Niagara Falls, August 22, 1859.
My dear Everett,—By intimations in my letters from Boston, I find you must have been there, only two or three days ago. Of course your plans must have been changed since we parted. Pray write to me, therefore, and tell me what they are. I hope you will remain in Boston until I return, which will be in about a month,— certainly before October 1 . . . .

We have had a very pleasant summer so far, and are living here most agreeably in a cottage by ourselves, but belonging to the hotel on the English side, and facing both the falls. It is, on the whole, I think, the grandest scene known to me, though I dare say there are. grander that I have never visited. . . . .

When we first came here, Sir Edmund and Lady Head—who are only four or five hours off by rail—came and made us a visit of a few days, since which we have passed a fortnight with them at Toronto and are not without hopes that they will come to us again before we return home. She is a very charming, highly cultivated person, and he is one of the most accurate and accomplished scholars I have ever known.

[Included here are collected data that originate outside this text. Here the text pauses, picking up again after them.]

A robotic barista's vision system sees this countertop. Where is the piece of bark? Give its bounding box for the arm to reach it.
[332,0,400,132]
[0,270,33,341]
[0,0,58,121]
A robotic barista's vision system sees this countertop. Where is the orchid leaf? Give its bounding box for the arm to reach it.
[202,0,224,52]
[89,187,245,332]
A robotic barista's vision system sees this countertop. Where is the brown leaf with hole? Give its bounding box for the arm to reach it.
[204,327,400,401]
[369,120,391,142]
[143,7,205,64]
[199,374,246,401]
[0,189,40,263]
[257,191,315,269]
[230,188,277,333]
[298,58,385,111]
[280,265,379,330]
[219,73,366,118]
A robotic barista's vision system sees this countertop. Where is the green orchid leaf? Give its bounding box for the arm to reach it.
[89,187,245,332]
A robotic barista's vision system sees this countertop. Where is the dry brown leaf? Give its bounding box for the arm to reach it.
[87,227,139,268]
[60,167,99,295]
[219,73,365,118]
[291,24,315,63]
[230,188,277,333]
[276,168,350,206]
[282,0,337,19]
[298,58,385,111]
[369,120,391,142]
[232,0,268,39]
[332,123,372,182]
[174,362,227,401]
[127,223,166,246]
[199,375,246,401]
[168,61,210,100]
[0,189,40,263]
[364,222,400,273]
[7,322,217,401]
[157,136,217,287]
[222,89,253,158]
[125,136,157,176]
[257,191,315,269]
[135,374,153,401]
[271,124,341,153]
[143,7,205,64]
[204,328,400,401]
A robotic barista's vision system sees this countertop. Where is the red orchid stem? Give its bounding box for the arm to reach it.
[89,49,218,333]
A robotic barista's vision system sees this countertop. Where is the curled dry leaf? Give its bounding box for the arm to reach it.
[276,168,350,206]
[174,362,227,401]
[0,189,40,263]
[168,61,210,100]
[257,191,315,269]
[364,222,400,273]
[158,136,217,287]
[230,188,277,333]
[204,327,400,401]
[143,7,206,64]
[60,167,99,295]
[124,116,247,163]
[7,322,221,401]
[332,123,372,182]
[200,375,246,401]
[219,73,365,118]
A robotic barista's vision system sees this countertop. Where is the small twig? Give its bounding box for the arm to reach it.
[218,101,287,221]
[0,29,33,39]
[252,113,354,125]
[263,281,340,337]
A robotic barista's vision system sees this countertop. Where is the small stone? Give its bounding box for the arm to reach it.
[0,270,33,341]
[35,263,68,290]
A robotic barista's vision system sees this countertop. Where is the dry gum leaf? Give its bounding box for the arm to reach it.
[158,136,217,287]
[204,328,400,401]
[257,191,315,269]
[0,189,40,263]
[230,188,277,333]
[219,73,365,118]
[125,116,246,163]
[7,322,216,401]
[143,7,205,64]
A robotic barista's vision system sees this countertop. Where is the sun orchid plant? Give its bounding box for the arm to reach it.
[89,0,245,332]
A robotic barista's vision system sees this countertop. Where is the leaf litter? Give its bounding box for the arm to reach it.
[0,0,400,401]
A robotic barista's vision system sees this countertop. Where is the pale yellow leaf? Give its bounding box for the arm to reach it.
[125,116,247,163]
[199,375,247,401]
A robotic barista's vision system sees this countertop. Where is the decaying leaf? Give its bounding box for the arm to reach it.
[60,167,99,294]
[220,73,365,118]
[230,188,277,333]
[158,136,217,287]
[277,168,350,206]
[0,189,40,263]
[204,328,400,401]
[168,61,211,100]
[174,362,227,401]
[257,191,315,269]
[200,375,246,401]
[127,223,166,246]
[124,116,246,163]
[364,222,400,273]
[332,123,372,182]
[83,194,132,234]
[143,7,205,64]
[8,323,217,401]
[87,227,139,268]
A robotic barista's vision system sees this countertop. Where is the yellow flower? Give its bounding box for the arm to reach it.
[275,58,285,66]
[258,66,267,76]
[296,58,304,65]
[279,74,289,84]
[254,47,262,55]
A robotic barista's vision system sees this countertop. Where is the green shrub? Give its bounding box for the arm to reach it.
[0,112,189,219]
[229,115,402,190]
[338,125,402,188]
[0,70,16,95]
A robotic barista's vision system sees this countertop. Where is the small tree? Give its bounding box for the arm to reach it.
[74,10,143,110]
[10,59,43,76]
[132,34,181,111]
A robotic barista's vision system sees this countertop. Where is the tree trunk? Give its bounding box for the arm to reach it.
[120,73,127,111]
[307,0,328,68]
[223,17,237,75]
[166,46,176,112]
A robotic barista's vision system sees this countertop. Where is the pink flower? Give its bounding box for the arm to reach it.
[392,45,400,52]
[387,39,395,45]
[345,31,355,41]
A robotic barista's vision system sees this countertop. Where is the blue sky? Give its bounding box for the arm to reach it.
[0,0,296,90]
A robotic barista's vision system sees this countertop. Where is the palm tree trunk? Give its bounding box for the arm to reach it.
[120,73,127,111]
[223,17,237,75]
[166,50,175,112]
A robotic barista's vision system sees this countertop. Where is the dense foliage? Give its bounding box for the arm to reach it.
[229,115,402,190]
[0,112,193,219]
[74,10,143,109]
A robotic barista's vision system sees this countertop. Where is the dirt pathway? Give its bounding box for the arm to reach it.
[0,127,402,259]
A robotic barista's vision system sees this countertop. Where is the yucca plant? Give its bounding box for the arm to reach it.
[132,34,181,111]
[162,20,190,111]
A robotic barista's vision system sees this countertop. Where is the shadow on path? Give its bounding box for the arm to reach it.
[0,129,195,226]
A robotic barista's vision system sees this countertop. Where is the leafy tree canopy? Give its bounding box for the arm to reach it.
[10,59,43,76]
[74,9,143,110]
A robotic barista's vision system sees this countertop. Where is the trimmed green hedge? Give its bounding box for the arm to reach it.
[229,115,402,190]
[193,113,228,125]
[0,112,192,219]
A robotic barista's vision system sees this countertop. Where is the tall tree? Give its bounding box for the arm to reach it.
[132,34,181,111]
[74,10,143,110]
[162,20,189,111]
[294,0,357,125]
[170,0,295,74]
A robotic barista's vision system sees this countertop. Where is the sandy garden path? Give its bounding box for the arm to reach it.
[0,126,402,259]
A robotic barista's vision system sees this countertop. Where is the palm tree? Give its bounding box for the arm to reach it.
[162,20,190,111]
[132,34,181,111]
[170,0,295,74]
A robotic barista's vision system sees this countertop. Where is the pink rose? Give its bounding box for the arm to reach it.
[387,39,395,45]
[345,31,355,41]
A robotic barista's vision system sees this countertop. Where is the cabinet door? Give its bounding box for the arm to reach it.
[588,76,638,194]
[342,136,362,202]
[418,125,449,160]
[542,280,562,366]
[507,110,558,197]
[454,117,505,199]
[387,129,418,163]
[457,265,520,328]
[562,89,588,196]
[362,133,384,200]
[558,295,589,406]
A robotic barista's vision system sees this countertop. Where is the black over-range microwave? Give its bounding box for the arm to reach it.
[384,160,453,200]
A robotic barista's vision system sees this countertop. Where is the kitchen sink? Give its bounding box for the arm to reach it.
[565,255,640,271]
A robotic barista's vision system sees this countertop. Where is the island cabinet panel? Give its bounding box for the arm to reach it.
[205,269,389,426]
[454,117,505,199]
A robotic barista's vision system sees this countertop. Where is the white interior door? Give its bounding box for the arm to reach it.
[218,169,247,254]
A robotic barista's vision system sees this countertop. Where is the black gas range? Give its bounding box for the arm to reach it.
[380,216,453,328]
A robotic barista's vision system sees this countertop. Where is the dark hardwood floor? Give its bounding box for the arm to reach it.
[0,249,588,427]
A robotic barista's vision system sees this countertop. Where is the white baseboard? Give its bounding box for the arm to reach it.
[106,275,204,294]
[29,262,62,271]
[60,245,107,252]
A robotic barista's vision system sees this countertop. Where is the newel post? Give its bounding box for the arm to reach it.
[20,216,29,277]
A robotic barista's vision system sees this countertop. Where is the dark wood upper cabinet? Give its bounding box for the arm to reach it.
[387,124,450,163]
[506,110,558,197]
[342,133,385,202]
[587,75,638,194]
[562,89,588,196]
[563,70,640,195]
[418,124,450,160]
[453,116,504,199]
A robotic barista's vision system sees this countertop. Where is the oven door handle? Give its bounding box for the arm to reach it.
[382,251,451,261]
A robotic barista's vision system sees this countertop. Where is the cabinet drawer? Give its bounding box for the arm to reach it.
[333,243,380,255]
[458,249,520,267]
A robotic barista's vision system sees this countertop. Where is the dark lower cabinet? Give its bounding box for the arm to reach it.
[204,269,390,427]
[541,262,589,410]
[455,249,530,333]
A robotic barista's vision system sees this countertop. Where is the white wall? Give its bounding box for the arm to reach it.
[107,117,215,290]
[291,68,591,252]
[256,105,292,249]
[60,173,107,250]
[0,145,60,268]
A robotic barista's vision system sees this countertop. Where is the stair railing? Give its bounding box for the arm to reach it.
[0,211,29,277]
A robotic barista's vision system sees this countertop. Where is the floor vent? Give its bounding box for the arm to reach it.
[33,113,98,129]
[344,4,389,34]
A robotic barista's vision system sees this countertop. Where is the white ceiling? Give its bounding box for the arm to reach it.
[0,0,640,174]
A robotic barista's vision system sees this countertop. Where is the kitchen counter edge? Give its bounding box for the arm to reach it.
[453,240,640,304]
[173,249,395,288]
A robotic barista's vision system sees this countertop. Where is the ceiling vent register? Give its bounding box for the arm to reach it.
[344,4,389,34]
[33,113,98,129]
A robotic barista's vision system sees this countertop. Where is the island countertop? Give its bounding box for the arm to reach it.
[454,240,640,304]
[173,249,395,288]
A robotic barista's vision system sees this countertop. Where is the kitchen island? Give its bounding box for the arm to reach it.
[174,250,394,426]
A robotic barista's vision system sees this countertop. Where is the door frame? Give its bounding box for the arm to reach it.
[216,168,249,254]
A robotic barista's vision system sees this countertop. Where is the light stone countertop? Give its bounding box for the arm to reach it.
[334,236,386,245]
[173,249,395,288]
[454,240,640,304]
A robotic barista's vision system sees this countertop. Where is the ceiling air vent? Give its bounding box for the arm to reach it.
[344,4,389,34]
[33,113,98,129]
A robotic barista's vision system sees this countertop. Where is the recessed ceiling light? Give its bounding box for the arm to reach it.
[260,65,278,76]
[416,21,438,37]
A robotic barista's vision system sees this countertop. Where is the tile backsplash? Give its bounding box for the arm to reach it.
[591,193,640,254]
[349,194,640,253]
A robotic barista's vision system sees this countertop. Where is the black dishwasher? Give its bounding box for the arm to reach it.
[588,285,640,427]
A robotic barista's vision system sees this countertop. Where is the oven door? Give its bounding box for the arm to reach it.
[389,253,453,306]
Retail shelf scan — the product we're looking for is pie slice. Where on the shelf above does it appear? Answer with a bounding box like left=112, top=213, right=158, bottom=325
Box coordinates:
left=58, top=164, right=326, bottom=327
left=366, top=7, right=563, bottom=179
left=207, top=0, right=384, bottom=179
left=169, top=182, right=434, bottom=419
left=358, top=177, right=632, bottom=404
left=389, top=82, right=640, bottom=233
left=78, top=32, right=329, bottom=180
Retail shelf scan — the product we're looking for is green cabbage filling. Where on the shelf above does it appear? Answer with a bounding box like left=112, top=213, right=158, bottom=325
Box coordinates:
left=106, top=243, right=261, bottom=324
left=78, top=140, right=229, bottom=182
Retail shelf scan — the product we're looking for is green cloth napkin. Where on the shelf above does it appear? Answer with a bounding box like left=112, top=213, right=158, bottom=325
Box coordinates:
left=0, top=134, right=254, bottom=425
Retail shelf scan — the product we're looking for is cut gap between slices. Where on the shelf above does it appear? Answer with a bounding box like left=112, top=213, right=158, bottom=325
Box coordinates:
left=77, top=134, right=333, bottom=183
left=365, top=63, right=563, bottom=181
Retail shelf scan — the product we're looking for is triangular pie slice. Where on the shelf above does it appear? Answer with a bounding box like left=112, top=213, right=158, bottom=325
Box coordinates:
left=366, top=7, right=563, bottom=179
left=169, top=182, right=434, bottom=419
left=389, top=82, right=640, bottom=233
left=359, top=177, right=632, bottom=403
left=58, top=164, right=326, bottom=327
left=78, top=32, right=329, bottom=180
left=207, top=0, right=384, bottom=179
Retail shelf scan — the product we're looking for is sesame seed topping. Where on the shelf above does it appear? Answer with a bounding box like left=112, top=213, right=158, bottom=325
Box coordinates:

He has been a good deal in Spain, and has some curious Spanish books in his large library, over which we have had much talk. I think he can repeat more poetry, Greek, Latin, German, and Spanish, than any person I ever knew.

Toronto is much more of a place, and there are more cultivated people there, than I had any notion of. They have a good college for certain purposes, but the Province has another, on a larger and more liberal scale. They are just completing for it a very large stone building,—three sides of a quadrangle,—which is a finer building and better adapted to its purposes than any similar one in the United States; I suspect a finer building than any we have for any purpose whatever, except the Capitol at Washington. It is in the Norman style of architecture.. . . .

But if we are ignorant, as I think we are, about Canada, they are quite as ignorant about us. I think they hardly know more than the people in England do. . . . .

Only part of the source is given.